Mayday PAC Leadership: Not Alone but in Overlap with Other Political Corporations
The Mayday Super PAC, which has asked for big money donations in the name of stopping big money donations (“embrace the irony”), has marketed itself as something new and innovative, right down to the use of hipster indie millenial movement phrases like “kickstart” and “leap” and “change the story.” Given the vocabulary of Mayday PAC’s promotional material, you certainly could be forgiven for thinking it was a non-profit startup working from scratch. It turns out that you’d be wrong.

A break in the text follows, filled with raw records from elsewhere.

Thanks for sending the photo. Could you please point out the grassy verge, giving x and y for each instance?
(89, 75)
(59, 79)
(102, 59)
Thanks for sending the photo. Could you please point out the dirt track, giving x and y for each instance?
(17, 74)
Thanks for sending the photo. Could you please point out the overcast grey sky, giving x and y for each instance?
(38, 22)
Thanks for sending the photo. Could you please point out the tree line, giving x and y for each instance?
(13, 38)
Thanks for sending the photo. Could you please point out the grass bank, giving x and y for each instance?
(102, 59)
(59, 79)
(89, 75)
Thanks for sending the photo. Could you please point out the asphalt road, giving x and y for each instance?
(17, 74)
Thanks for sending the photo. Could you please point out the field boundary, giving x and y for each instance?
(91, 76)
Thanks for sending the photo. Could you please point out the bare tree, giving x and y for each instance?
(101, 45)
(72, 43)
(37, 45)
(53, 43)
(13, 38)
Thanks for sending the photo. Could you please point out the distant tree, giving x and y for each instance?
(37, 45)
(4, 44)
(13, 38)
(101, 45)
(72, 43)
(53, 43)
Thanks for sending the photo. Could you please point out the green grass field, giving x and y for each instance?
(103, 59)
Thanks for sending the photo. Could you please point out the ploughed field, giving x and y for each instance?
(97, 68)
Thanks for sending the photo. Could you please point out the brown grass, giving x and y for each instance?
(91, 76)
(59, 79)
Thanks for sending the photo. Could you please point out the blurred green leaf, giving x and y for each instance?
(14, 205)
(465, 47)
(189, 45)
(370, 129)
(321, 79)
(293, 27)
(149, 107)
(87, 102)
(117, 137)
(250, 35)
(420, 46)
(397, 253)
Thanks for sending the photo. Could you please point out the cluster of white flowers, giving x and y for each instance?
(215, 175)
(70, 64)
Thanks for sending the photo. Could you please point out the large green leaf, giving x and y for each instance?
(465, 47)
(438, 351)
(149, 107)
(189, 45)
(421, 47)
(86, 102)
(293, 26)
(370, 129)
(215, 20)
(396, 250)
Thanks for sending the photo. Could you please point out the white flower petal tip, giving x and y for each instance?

The following are the named leadership staff of the Mayday Super PAC:
|Lawrence||Lessig||Board Member and Founder|
|Mark||McKinnon||Board Member and Founder|
Now look at the leadership board of United Republic, another political corporation that solicits big donations and that seeks through its Represent.us webpage to run campaigns that “pressure politicians at every level of government who fail to support the standards of the Anti-Corruption Act: make corruption a ballot-box issue”:
|Theodore||Roosevelt IV||Board Member|
Ready for another political corporation? Look at the named leaders of Fund for the Republic, which through an arm called Action for the Republic plans to spend money in campaigns against certain congressional candidates in the 2014 election:
|Kahlil||Byrd||Chief Investment Officer|
|Gerad||Teague||Development Research Manager|
|Shirley Hamilton||Hartman||Director of Development|
|Cory||Hodson||Fundraising and Development Intern|
Phew! I know, there are a lot of names here. We’re almost done. Take a look at one more political corporation: Run for America. Here’s what Run for America plans to do in 2016:
“Run for America is a post-partisan initiative designed to fix our dysfunctional politics by strategically supporting a new generation of highly talented leaders, innovators, social change agents, entrepreneurs, and outside the box thinkers for public office. These leaders are driven not by political self-preservation, party loyalty, or serving special interests, but by a desire to solve big problems, will in turn will offer a new approach to politics and be able to lead us into an era of problem-solving, common sense, less polarized politics. To this end, Run for America will recruit, support, and elect 10-20 candidates for U.S. House races in the 2016 election. Our group of candidates will be highly diverse, and “look like America,” at least 50% of our candidates will be women. Once elected to office, theseMembers of Congress will be the loudest voices pushing to address the key challenges facing our country and our political system. “
Sound familiar? The ostensible goal may be different (polarized politics and party loyalty instead of campaign finance), but the strategy is the same: pick some candidates and elect them to Congress. Here are the named leaders of Run for America:
Now, there sure are a lot of names in the leadership lists of these four political corporations: 76 names, as a matter of fact. But there are very few of these names that appear in the leadership roster of more than one of these groups. All but six of these leaders are in the leadership of just one or two of the four political corporations. Nick Penniman is in the leadership of two of these groups: Fund for the Republic and United Republic. Norm Ornstein of the American Enterprise Institute is also in the leadership of two groups: Run for America and United Republic. The remaining four individuals are each in the leadership of three out of four political corporations:
|Kahlil Byrd||Mayday PAC, Run for America, Fund for theRepublic|
|Lawrence Lessig||Mayday PAC, Fund for the Republic, United Republic|
|Mark McKinnon||Mayday PAC, Fund for the Republic, United Republic|
|Trevor Potter||Mayday PAC, Run for America, Fund for the Republic|
Each one of those four most central men is in the leadership of the Mayday PAC. Three of the four of them make a ruling majority of the Mayday PAC board.
The Mayday Super PAC is not exactly lying to the American public about its embededness in DC political corporate circles. But this fact is obscured by the Mayday PAC website, an exhaustive search of which reveals only one tangential note to the effect that just one of these leaders — Kahlil Byrd — is a leader of just one of these other political corporations — Fund for the Republic. The Mayday PAC website does not reveal any of the other existing core leadership overlaps. Why is that?
It has been noted by scholars of administration that overlaps in corporate leadership are a product and predictor of coordinated activity. One of the objections of campaign finance reformers is that too many groups are attempting to appear independent but are actually spending money in coordinated fashion toward shared political goals and excluding non-moneyed players in the process. Is this another “irony” that we should “embrace”?
To be clear, the existence of a small central core spanning these four groups is not proof that the corporations are working in coordinated fashion with one another putting forth independent faces to the public. On the other hand, the probability that these leadership overlaps occured by sheer chance is phenomenally small. The Mayday Super PAC does not stand alone. It is also part of a system. In the spirit of political transparency, those who have been asked to give money to the Super PAC should be told.